Richard Gere is Franny and Franny is all about Richard Gere.
This is the first feature length film from Andrew Renzi and it’s a bold and risky piece of filmmaking.
Franny, a rich socialite who believes that money can buy his way into other peoples lives and also save him from any trouble he may get into. Franny is omnipresent in the life of his lifelong friends Mia and her husband Bobby and dotes on their daughter as if she were his own. A terrible turn of events and Franny does what Franny always does: use his money to save himself and buy the affections of those around him but, will it work with the grown up Olivia (Dakota Fanning) and her husband Luke (Theo James)?
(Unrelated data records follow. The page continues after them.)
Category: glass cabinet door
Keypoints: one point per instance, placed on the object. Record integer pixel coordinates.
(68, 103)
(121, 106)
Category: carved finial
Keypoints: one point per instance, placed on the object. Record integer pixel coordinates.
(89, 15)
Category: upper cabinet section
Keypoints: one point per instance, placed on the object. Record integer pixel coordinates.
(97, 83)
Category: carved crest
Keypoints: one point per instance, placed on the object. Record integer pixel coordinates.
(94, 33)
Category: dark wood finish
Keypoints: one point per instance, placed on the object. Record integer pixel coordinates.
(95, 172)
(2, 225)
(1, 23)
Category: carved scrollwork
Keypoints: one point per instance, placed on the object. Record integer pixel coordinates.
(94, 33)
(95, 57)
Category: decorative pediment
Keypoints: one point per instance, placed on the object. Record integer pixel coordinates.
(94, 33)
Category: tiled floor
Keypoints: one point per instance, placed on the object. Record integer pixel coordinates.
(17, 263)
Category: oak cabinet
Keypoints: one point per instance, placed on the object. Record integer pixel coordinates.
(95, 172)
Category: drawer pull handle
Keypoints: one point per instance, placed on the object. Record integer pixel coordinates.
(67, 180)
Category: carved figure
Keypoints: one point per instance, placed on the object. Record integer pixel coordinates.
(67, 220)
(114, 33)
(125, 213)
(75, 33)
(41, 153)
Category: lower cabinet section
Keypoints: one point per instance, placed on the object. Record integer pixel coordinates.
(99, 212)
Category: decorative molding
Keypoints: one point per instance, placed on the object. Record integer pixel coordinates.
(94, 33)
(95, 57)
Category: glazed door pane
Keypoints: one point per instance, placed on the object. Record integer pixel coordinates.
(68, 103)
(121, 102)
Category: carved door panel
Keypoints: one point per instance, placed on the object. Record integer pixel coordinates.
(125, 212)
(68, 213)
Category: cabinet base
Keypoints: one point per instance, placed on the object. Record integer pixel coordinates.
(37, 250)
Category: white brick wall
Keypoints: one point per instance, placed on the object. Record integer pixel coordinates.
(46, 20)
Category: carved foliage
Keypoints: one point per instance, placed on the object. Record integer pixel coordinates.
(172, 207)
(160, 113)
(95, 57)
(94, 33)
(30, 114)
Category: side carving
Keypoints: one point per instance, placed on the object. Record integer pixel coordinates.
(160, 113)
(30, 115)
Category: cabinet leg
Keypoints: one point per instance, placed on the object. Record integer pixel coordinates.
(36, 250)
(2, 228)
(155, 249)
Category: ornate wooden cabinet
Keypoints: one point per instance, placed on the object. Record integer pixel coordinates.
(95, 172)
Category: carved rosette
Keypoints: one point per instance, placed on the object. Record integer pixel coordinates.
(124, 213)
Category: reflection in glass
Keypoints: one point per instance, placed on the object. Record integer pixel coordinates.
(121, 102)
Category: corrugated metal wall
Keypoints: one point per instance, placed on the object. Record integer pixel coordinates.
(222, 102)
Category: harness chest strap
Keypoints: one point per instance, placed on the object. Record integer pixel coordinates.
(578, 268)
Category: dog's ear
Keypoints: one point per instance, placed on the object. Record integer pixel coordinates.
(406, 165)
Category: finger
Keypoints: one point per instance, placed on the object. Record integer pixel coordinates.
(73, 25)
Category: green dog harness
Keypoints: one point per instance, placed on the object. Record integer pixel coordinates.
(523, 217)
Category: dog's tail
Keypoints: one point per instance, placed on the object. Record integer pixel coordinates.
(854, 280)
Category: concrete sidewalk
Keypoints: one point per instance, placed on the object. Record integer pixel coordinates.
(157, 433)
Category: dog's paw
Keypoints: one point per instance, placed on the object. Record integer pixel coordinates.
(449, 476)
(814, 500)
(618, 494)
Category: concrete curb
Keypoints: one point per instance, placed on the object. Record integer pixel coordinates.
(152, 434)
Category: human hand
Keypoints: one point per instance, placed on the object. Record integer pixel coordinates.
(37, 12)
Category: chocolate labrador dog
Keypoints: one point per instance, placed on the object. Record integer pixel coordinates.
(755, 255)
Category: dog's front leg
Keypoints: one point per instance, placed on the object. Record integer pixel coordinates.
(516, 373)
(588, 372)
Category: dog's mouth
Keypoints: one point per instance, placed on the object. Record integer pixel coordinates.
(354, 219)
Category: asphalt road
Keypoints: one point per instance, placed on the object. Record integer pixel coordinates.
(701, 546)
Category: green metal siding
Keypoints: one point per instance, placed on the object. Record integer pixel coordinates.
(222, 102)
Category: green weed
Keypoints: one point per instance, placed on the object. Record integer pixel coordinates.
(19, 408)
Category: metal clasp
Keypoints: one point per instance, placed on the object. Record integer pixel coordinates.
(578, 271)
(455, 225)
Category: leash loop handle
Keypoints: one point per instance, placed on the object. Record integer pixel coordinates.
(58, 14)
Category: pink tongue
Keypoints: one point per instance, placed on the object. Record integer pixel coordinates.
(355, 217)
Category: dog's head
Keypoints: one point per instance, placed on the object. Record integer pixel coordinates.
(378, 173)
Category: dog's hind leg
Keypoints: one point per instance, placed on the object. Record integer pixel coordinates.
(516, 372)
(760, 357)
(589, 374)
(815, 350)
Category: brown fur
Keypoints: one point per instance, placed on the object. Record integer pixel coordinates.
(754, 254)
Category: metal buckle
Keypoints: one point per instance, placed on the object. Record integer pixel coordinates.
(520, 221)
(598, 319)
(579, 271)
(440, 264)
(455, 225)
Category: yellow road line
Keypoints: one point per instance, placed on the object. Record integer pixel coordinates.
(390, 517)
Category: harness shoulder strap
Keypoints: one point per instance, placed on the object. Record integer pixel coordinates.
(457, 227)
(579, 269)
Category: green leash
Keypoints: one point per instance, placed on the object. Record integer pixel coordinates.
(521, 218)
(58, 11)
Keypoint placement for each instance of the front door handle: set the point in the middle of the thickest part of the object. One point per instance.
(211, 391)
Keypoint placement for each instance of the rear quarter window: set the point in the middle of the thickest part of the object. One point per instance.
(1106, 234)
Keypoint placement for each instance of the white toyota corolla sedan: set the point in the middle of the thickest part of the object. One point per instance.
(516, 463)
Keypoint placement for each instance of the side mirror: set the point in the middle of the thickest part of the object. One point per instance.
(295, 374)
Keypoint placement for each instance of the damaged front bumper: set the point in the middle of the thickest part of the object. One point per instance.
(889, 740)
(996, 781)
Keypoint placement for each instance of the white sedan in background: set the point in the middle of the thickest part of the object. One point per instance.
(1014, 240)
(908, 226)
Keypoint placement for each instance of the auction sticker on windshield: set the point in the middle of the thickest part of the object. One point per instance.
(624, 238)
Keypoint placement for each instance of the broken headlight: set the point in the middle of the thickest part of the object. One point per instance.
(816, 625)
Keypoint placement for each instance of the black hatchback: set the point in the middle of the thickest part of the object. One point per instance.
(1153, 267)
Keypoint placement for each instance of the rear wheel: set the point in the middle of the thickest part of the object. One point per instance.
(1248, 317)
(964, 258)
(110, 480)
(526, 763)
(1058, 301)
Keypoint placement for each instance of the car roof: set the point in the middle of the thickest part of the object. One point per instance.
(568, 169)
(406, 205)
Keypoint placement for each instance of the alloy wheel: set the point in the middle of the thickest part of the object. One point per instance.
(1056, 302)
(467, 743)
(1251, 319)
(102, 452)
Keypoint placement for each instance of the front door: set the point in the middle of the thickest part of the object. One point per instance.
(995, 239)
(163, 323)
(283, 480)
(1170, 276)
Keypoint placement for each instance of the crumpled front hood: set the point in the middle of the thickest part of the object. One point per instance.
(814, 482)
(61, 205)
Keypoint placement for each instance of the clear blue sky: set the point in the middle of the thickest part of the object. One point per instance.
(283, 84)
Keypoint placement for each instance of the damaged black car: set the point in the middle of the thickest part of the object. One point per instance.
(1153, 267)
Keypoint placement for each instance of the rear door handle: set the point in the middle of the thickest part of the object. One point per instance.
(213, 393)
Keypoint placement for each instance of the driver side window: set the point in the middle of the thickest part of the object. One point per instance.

In the Q&A after the film, Andrew Renzi said that the original narrative of the film was bleaker and Dakota Fanning’s role was bigger but was cut in the editing process. Therein lies the problem, whilst this is a role Richard Gere appears to have waited all his life to play he just isn’t enough to carry the picture. Building on from his role in Arbitrage and, signalling a clear move away from his sex symbol roles, here’s he narcisstic, outrageous drug addict in his 60s battling a number of demons. Whilst Gere does an admirable job of conveying the external and internal struggles of Franny it just isn’t nuanced enough a performance. We need to have some of the gaps in Franny’s history filled out such as how did he come into all this money amongst others. There were periods in the film that felt long and watching Franny hunting for drugs was interesting once but it was repeated a few times and just got tiresome.
This is an audacious film about narcissism and digging below the surface of the “good time party guy” to see the demons that lie beneath. However, the film’s weakness is that it’s a singular movie when it needed to be a dual protagonist movie.
However, if it is distributed it is worth seeing just for Richard Gere in a role like no other.
Franny was shown as part of American Dreams selection at the Edinburgh International Film Festival.